A very simple way to import data from many common file formats is with rio. This package provides a function import()
that wraps many commonly used data import functions, thereby providing a standard interface. It works simply by passing a file name or URL to import()
:
import("example.csv") # comma-separated values
import("example.tsv") # tab-separated values
import("example.dta") # Stata
import("example.sav") # SPSS
import("example.sas7bdat") # SAS
import("example.xlsx") # Excel
import()
can also read from compressed directories, URLs (HTTP or HTTPS), and the clipboard.
A comprehensive list of all supported file formats is available on the rio package github repository.
It is even possible to specify some further parameters related to the specific file format you are trying to read, passing them directly within the import()
function:
import("example.csv", format = ",") #for csv file where comma is used as separator
import("example.csv", format = ";") #for csv file where semicolon is used as separator
There are several R packages to read excel files, each of which using different languages or resources, as summarized in the following table:
R package | Uses |
---|---|
xlsx | Java |
XLconnect | Java |
openxlsx | C++ |
readxl | C++ |
RODBC | ODBC |
gdata | Perl |
For the packages that use Java or ODBC it is important to know details about your system because you may have compatibility issues depending on your R version and OS. For instance, if you are using R 64 bits then you also must have Java 64 bits to use xlsx
or XLconnect
.
Some examples of reading excel files with each package are provided below. Note that many of the packages have the same or very similar function names. Therefore, it is useful to state the package explicitly, like package::function
. The package openxlsx
requires prior installation of RTools.
library(xlsx)
The index or name of the sheet is required to import.
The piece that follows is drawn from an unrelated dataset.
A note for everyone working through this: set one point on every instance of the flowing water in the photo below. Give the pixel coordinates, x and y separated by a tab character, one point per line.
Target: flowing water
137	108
xlsx::read.xlsx("Book1.xlsx", sheetIndex=1)
xlsx::read.xlsx("Book1.xlsx", sheetName="Sheet1")
library(XLConnect)
wb <- XLConnect::loadWorkbook("Book1.xlsx")
# Either, if Book1.xlsx has a sheet called "Sheet1":
sheet1 <- XLConnect::readWorksheet(wb, "Sheet1")
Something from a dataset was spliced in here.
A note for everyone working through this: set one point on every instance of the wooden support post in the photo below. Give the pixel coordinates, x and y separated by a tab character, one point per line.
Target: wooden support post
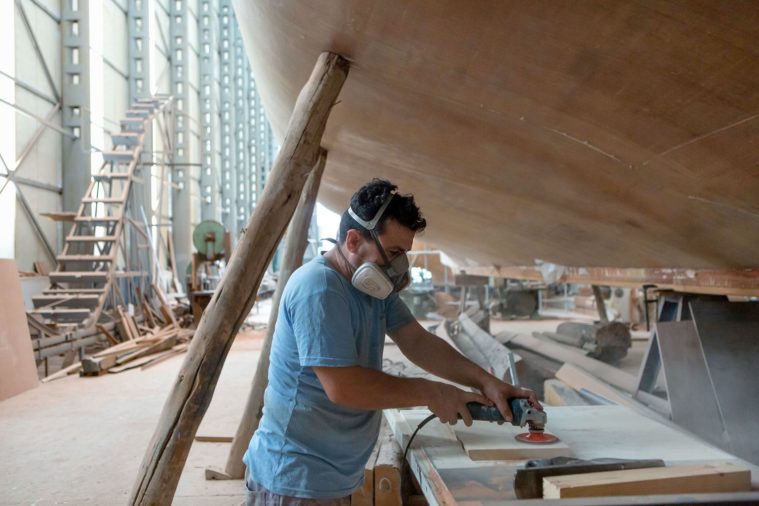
191	394
600	304
295	246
# Or, more generally, just get the first sheet in Book1.xlsx:
sheet1 <- XLConnect::readWorksheet(wb, getSheets(wb)[1])
XLConnect
automatically imports the pre-defined Excel cell-styles embedded in Book1.xlsx
. This is useful when you wish to format your workbook object and export a perfectly formatted Excel document. Firstly, you will need to create the desired cell formats in Book1.xlsx
and save them, for example, as myHeader
, myBody
and myPcts
. Then, after loading the workbook in R
(see above):
Headerstyle <- XLConnect::getCellStyle(wb, "myHeader")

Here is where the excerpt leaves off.